Generalised LL (GLL) parsing is a practical technique of parsing general context-free grammars. Gogll is an open source compiler kit that generates a GLL parser and a finite state automaton (FSA) based lexer for any context-free grammar. Gogll generates code in Go and Rust.
What is GLL?
Generalised LL (GLL) parsing [Scott 2010,2012] is a parsing technique that that can handle any context-free grammar. It parses from left to right and produces a parse forest containing all valid parse trees.
Most well-known parsing techniques, such as: LL(1)/LL(*) (ANTLR), LALR (Yacc) or LR(1) (gocc), handle only a subset of context-free grammars and can fail unpredictably when hidden left recursion occurs in the grammar. Generalised LR (GLR) parsers [Grune 2008] also handle all context-free grammars but are more complex to implement than GLL.
Ambiguous grammars can produce an unbounded polynomial number of derivations for certain input strings (see Ambiguity and Parse Forests below). GLL represents these derivations in a binarised shared packed parse forest (SPPF) [Scott 2012], which has worst-case cubic space complexity. The time and space complexity of the GLL algorithm is worst-case cubic in the length of the input string and linear for LL productions [Scott 2012].
What is GoGLL?
Gogll is an open source compiler kit that generates a GLL parser and its companion finite state automaton (FSA) based lexer for any CF grammar. Gogll supports Go and Rust as target languages for code generation.

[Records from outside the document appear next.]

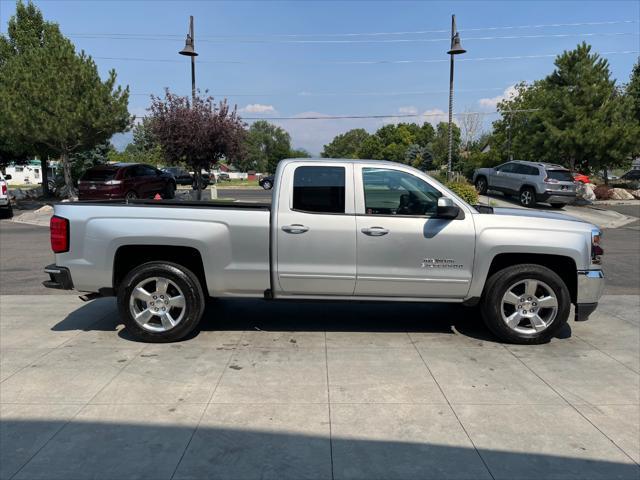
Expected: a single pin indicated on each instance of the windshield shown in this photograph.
(560, 175)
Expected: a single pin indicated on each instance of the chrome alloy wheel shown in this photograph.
(529, 306)
(157, 304)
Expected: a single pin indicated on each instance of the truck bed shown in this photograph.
(176, 203)
(231, 238)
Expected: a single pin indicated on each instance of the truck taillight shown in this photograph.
(596, 249)
(59, 234)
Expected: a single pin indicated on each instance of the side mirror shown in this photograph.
(446, 208)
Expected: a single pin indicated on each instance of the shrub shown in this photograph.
(465, 191)
(602, 192)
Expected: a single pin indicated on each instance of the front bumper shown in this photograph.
(59, 277)
(590, 287)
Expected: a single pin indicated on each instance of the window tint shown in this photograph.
(319, 189)
(560, 175)
(521, 169)
(508, 168)
(99, 174)
(391, 192)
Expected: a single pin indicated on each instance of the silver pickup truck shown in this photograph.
(335, 230)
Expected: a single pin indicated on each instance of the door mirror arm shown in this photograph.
(447, 209)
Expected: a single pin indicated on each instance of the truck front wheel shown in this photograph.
(160, 302)
(525, 304)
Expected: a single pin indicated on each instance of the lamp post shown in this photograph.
(189, 51)
(456, 49)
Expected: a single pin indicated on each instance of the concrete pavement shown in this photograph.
(317, 391)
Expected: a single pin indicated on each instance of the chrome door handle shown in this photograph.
(295, 228)
(375, 231)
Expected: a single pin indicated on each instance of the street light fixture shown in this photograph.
(456, 49)
(189, 51)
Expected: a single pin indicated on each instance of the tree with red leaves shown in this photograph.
(198, 133)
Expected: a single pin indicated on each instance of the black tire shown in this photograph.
(170, 191)
(527, 197)
(194, 300)
(481, 185)
(6, 212)
(499, 283)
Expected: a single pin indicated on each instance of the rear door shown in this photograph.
(315, 230)
(559, 180)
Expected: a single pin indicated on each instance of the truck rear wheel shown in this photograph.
(160, 302)
(525, 304)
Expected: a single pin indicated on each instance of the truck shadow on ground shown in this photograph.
(117, 449)
(307, 316)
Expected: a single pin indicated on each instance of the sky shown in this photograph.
(278, 59)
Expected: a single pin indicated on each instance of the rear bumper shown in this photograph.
(59, 278)
(556, 197)
(590, 287)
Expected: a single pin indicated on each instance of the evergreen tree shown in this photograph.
(576, 116)
(52, 99)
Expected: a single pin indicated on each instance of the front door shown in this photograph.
(403, 250)
(315, 234)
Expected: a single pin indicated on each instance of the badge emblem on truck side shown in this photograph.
(439, 263)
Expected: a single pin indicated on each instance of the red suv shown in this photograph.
(125, 180)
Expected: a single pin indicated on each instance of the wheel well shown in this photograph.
(129, 257)
(564, 267)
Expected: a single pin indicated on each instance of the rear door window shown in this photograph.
(319, 189)
(560, 175)
(99, 175)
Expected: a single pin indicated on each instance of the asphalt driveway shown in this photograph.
(310, 390)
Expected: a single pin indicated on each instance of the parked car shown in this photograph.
(125, 180)
(631, 179)
(183, 177)
(335, 231)
(266, 182)
(631, 175)
(580, 177)
(531, 182)
(5, 202)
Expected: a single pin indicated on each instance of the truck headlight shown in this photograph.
(596, 249)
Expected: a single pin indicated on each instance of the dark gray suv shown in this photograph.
(531, 182)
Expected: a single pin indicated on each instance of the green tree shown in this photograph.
(52, 99)
(143, 149)
(346, 145)
(299, 153)
(266, 144)
(576, 116)
(633, 90)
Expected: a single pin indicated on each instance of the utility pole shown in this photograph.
(456, 49)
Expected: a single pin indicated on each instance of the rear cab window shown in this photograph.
(319, 189)
(560, 175)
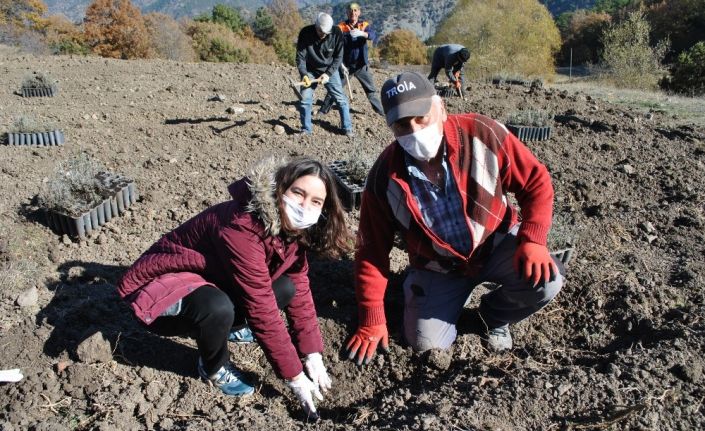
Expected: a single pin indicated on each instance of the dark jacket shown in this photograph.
(235, 246)
(315, 56)
(355, 50)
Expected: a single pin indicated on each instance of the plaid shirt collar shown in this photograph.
(441, 208)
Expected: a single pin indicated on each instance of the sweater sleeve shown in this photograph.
(243, 255)
(530, 182)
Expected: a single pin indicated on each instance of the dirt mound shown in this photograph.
(621, 347)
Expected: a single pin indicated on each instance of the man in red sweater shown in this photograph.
(442, 184)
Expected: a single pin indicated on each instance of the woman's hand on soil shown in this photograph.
(363, 343)
(305, 390)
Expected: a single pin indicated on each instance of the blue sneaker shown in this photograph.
(227, 379)
(243, 335)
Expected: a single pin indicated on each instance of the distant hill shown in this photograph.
(420, 16)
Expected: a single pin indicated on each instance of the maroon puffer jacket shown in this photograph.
(236, 247)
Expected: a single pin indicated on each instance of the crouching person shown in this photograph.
(442, 184)
(244, 260)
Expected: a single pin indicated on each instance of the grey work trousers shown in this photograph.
(364, 76)
(433, 301)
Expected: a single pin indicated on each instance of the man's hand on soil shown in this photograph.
(534, 263)
(364, 342)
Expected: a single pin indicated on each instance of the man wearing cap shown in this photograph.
(319, 53)
(450, 57)
(442, 185)
(356, 33)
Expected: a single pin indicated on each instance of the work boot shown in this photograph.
(241, 336)
(499, 339)
(227, 379)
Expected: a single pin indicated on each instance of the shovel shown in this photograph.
(346, 74)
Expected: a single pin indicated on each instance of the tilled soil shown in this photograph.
(620, 348)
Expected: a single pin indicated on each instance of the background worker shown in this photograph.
(356, 33)
(319, 54)
(450, 57)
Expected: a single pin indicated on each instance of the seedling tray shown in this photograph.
(121, 195)
(52, 138)
(50, 91)
(530, 133)
(349, 191)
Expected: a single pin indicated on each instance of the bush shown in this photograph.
(688, 72)
(402, 47)
(73, 187)
(115, 28)
(628, 58)
(217, 43)
(168, 40)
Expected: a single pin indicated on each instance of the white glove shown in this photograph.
(304, 389)
(356, 33)
(317, 372)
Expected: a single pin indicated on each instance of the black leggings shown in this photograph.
(207, 314)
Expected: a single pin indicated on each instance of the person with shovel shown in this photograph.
(319, 54)
(452, 58)
(242, 261)
(442, 185)
(356, 33)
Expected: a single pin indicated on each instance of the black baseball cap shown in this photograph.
(409, 94)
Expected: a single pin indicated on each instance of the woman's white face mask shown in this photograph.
(300, 217)
(422, 144)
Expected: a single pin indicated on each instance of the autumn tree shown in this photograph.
(22, 13)
(688, 72)
(402, 47)
(168, 39)
(64, 37)
(116, 29)
(263, 25)
(287, 24)
(628, 57)
(681, 21)
(582, 35)
(503, 36)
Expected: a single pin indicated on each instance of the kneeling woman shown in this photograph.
(246, 259)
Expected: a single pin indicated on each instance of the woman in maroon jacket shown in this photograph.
(246, 259)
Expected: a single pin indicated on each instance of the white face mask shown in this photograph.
(300, 217)
(423, 144)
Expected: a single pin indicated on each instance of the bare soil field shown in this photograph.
(621, 347)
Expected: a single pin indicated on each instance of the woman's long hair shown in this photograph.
(329, 236)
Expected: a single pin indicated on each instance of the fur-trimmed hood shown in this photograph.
(261, 185)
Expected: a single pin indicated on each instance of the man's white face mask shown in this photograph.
(422, 144)
(300, 217)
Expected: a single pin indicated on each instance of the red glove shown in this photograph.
(363, 343)
(533, 263)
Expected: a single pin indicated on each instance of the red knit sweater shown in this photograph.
(487, 162)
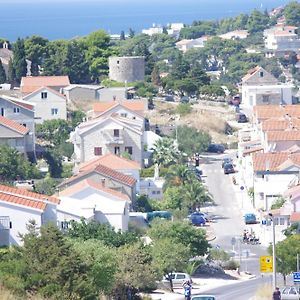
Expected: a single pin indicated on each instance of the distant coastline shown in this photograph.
(70, 19)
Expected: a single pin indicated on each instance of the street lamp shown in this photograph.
(273, 251)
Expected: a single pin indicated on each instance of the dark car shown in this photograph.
(197, 219)
(228, 168)
(216, 148)
(226, 160)
(250, 218)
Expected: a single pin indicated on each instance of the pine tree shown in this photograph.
(19, 61)
(2, 73)
(11, 73)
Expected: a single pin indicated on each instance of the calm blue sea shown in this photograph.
(54, 19)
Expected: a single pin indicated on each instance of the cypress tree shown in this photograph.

For syntactically valid input strings the parser returns a version of SPPF, called a binary subtree representation (BSR) set [Scott 2019]. The BSR set can be walked recursively and disambiguated by preferentially selecting subtrees (see Disambiguating the Parse Forest below).
Why do we need GLL?
- General context-free (CF) grammars often require fewer symbols than LR(1) or LL(1) grammars to express the same language.
The following excerpt is from a real query language, which was first implemented in LR(1) and then redone as a CFG using gogll. In the LR(1) grammar parentheses was required around several expressions like the one in the production shown below to prevent LR(1) conflicts:
LR(1):
======
RangeExpr :
...
| "(" LTRangeExpr "|" GTRangeExpr ")"
...
;
In the context-free grammar the parenthesis could be omitted, simplifying the language to:
CFG:
===
RangeExpr :
...
| LTRangeExpr "|" GTRangeExpr
...
;
- LL parsers cannot handle immediate left recursion:
A -> Aβ
[Grune 2008]. When a grammar is rewritten to remove immediate left recursion it is often less readable than the original CF grammar and the syntax of the language can be obscured.
Grammar G1
, below, is a valid context-free grammar but is obviously left
recursive and therefore cannot be handled by an LL parser.
G1
==
E : E "&" E
| E "|" E
| id
;
-
Hidden left recursion [Grune 2008] occurs in a grammar if a production
A
can derive a stringβAμ
in 0 or more steps andβ
can derive the empty string in one or more steps:A =>* βAμ, β =>+ ε
. Neither LL nor LR parsers can handle hidden left recursion, which can be very indirect and hard to spot in a grammar. -
LR parsing tables can be exponential in the size of the grammar.
-
Look-ahead of more than 1 is tricky [Grune 2008] in LL(k>1) and LR(k>1) parsers and leads to very large parse tables.
-
Neither LL(k) nor LR(k) grammars can handle ambiguous grammars (such as
G1
above). An attempt to generate an LR-1 parser forG1
results in shift-reduce conflicts.
But an ambiguous context-free grammar often gives the most natural definition
of the intended language.
For example: G1
gives a very natural definition of simple boolean logic
expressions (ignoring operator precedence). The grammar is ambiguous and can produce multiple valid parse trees for the
same input string, not all of which will be logically valid. We will see later on
how to deal with this ambiguity in gogll.
The following grammar, G2
, has been rewritten from G1
to encode
the precedence of the logic operators in the grammar.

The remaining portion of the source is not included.